Wits University School of Public Health’s Professor Karen Hofman welcomed the levy’s increase, saying she was “delighted to see that the South African government cares about its people”.

“The increase is obviously inflationary, and still way below what evidence shows will make a significant impact on obesity. The impact assessment is still ongoing, and a lot of work still needs to take place to get a true picture of what is actually happening,” said Hofman, who heads, Priceless, a unit that assists government to develop cost-effective health policies.

“The sugar industry has been in trouble for a while, and its problems are largely unrelated to the levy,” added Hofman.

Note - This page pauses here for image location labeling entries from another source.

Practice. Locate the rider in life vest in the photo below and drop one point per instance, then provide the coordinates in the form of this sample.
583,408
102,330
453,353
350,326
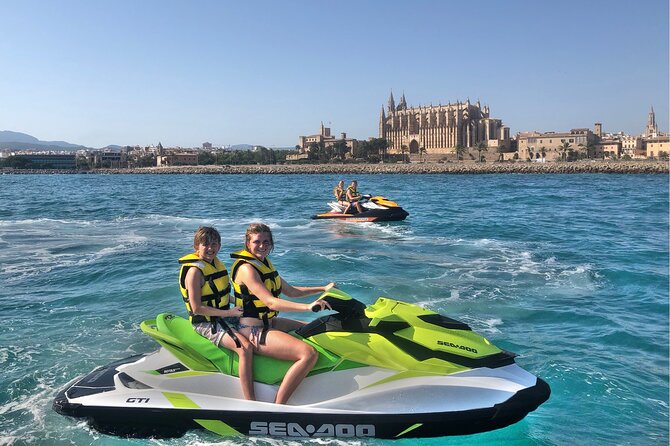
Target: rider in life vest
257,286
353,197
205,289
340,193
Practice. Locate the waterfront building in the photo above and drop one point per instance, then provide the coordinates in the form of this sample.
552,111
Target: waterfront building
651,131
108,159
632,146
50,160
177,159
551,146
323,137
437,130
658,147
607,148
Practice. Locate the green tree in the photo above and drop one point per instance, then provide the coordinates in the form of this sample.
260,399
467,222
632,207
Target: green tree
460,151
403,150
423,152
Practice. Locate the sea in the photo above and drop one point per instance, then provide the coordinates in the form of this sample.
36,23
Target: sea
568,271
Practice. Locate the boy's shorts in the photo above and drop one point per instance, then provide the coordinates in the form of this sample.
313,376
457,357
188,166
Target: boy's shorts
205,329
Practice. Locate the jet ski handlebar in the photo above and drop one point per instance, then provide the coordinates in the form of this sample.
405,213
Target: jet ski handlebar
342,303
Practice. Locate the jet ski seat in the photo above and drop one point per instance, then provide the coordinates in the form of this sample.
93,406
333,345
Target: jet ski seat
198,353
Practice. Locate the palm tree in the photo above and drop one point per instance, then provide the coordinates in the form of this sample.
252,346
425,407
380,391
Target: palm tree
422,153
481,147
501,149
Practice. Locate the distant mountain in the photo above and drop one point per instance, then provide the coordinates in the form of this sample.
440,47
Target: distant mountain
22,141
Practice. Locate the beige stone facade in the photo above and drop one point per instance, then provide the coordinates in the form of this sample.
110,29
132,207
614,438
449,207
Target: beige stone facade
608,148
632,146
177,159
324,137
658,147
549,145
437,130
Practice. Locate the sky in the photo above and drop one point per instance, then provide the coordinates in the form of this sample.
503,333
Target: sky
131,72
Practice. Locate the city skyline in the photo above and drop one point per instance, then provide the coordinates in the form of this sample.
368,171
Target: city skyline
266,72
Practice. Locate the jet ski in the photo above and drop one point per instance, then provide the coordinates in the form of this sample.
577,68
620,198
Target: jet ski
389,370
375,208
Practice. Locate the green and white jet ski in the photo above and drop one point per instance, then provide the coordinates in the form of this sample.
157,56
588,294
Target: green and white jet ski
388,370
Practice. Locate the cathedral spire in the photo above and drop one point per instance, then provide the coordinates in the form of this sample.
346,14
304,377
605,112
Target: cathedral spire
402,105
652,128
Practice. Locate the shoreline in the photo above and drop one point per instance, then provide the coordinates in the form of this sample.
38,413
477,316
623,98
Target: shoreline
461,168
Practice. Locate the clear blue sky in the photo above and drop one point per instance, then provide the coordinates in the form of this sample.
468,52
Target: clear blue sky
264,72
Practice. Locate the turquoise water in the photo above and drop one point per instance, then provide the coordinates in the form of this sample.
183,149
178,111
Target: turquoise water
568,271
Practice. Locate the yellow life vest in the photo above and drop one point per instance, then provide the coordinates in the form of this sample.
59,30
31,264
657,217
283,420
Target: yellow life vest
340,194
215,290
354,192
251,305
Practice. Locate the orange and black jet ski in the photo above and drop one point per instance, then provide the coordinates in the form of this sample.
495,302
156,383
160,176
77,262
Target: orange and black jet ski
375,208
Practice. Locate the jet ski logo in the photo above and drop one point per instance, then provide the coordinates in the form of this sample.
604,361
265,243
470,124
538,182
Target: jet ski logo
282,429
452,345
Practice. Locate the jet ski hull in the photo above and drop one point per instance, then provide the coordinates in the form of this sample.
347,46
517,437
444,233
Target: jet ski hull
394,214
375,208
386,370
142,413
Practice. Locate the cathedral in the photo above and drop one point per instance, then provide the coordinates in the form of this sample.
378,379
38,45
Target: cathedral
436,131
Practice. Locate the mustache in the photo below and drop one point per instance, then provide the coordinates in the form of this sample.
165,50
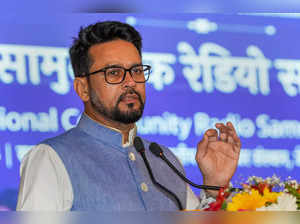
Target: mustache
130,91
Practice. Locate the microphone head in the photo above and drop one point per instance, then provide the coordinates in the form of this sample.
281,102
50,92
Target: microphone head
155,149
138,144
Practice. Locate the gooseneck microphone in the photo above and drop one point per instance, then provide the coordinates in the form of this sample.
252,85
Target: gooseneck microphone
139,146
157,150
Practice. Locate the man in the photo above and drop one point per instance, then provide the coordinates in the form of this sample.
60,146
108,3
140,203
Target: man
94,166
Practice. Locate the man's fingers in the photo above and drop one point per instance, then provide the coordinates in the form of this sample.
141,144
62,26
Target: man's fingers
202,148
212,135
233,135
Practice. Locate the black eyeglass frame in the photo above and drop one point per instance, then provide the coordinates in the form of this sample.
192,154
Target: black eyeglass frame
148,68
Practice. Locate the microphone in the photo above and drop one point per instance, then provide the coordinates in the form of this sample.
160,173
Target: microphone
157,150
139,146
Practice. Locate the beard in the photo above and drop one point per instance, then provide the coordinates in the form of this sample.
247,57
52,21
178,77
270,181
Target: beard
115,114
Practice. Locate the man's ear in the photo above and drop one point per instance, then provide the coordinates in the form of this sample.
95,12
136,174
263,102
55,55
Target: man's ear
82,88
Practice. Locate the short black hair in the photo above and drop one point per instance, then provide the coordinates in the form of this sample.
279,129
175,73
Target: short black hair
97,33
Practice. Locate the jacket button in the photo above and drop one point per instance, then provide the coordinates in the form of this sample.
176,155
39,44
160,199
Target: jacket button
131,156
144,187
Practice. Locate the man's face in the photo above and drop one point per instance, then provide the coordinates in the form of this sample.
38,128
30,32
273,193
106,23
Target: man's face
122,102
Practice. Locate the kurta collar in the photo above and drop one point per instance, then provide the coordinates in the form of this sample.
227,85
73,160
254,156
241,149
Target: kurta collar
105,133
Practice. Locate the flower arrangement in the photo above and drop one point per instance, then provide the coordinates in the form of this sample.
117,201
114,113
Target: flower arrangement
260,194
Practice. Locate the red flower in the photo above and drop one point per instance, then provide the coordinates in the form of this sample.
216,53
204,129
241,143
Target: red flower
217,205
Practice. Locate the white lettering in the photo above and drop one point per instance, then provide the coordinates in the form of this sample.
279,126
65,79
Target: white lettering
289,75
162,73
67,118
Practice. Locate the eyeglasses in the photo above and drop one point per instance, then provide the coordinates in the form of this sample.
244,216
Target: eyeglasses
116,74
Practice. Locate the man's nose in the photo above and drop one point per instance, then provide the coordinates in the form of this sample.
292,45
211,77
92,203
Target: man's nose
128,80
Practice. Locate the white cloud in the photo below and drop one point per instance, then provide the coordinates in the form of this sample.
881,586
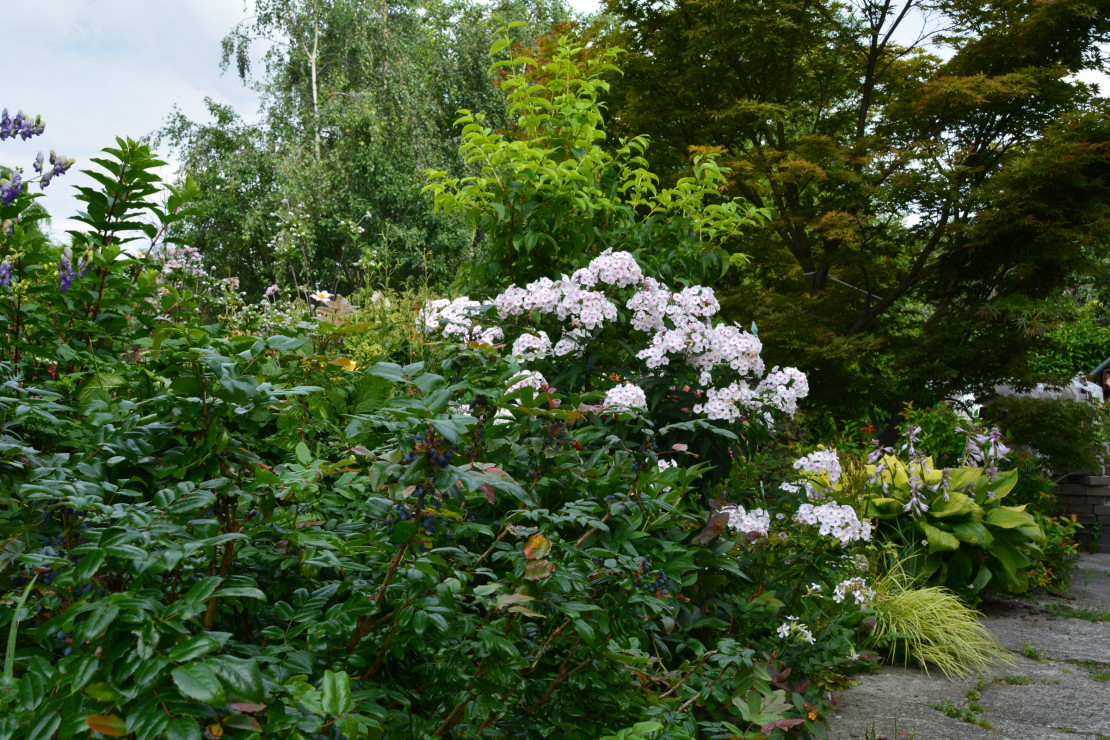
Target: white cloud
98,69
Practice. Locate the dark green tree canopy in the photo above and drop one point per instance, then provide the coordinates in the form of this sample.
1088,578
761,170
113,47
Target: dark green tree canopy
932,171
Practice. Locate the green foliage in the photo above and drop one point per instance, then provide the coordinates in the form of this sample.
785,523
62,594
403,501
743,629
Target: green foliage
1078,346
932,195
939,432
969,539
1059,553
359,100
931,626
220,524
1066,435
551,196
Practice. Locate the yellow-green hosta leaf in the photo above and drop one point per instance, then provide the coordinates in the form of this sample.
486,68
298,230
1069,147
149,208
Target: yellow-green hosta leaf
972,533
1003,484
939,540
883,507
956,505
964,477
1009,517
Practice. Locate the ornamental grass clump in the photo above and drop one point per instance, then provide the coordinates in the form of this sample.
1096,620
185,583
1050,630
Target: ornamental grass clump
930,626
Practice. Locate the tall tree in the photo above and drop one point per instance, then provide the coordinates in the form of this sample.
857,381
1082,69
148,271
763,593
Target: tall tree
898,148
359,99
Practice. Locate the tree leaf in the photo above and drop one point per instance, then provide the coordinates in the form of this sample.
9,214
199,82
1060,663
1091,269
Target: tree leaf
537,547
538,569
109,725
335,693
198,681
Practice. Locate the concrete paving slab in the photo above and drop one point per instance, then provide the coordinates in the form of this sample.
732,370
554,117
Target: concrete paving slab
1061,695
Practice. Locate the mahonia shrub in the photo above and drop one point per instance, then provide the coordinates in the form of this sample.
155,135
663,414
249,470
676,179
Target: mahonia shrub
224,526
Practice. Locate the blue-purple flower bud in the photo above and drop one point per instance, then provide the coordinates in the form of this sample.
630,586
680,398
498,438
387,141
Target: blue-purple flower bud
61,165
66,273
11,189
21,125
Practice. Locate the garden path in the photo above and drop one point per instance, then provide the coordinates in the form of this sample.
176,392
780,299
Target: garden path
1057,688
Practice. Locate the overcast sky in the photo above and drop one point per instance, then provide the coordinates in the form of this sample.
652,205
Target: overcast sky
98,69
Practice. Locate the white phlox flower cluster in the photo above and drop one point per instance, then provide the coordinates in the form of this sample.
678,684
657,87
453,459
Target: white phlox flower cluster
532,346
626,396
795,628
726,404
815,464
823,460
754,521
835,520
454,320
857,587
783,387
664,464
528,379
678,325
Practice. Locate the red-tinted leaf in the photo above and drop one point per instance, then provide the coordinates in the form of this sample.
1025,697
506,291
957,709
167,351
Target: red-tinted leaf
537,547
538,569
110,725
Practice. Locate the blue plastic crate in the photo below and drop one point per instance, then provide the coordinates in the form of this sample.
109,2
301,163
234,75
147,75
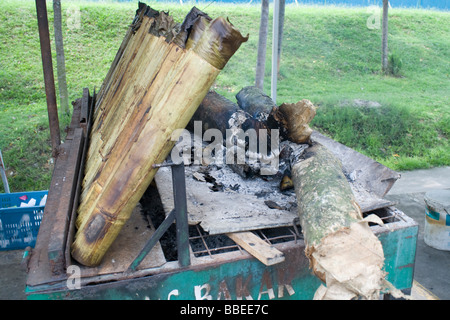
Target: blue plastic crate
19,226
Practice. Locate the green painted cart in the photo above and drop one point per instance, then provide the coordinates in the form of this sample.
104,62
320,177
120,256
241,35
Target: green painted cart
197,265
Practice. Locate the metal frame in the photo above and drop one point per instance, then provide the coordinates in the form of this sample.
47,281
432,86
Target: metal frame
179,215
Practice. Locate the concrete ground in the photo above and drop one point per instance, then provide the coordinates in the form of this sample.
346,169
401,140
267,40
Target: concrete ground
432,266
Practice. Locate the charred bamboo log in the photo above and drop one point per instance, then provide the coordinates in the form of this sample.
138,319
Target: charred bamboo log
149,95
342,249
255,110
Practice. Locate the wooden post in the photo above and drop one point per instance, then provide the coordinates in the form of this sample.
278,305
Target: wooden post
60,61
262,44
275,34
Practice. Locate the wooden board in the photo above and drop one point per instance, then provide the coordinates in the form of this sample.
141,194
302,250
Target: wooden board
257,247
369,180
129,243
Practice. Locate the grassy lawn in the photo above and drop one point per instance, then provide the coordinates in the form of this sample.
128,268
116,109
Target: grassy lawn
329,56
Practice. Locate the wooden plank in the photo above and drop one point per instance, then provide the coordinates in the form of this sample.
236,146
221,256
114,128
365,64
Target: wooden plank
257,247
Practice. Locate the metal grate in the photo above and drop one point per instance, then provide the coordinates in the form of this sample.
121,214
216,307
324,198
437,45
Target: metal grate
204,244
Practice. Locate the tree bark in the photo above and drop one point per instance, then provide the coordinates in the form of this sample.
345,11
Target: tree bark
60,61
384,40
262,45
342,249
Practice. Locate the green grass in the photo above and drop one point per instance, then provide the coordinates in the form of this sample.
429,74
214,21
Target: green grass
329,56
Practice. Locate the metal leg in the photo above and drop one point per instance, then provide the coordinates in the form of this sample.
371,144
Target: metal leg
179,215
179,195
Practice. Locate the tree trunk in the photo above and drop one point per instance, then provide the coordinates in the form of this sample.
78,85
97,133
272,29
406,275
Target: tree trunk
384,41
60,61
262,44
342,249
154,93
280,32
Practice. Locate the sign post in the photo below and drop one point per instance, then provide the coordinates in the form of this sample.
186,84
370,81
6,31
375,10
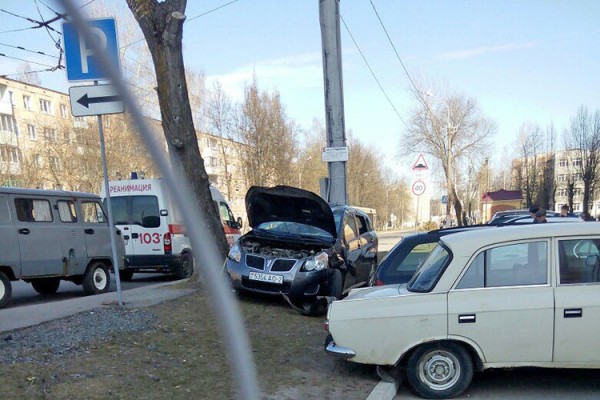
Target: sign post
83,65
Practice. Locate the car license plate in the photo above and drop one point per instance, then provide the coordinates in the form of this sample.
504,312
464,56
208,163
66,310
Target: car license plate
259,276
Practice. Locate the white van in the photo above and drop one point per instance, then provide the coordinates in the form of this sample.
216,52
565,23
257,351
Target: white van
153,229
48,236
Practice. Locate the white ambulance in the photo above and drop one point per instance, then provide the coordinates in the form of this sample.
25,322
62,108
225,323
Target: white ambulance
152,228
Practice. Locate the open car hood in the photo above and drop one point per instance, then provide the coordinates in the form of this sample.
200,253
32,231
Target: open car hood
289,204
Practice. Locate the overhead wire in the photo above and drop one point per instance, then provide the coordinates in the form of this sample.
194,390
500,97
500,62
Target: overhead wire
373,72
191,19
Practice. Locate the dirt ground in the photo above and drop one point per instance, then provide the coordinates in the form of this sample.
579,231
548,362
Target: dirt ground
182,358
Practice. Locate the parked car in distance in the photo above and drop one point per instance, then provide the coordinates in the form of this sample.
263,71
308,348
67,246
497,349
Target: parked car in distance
489,298
302,248
399,265
50,235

“The job losses claim by industry has been exaggerated. But the private sector is excellent at coming up with solutions and I hope converting sugar to ethanol is on their agenda.” 

Risk of obesity, diabetes

Initially, Treasury proposed a tax of around 20% on a can of Coca Cola but reduced this to 11%.

South Africans are among the top 10 consumers of sugary drinks in the world, and research has shown that drinking just one sugary fizzy drink a day increases the chance of being overweight by 27% for adults and 55% for children.

Diabetes alone claimed more than 25 000 lives in 2015, and public health facilities reported seeing 10 000 new diabetes cases every month last year. 

Over 30 countries worldwide are taxing sugary drinks, and the UK, Portugal, India, Saudi Arabia and Thailand have passed a similar tax in the past year.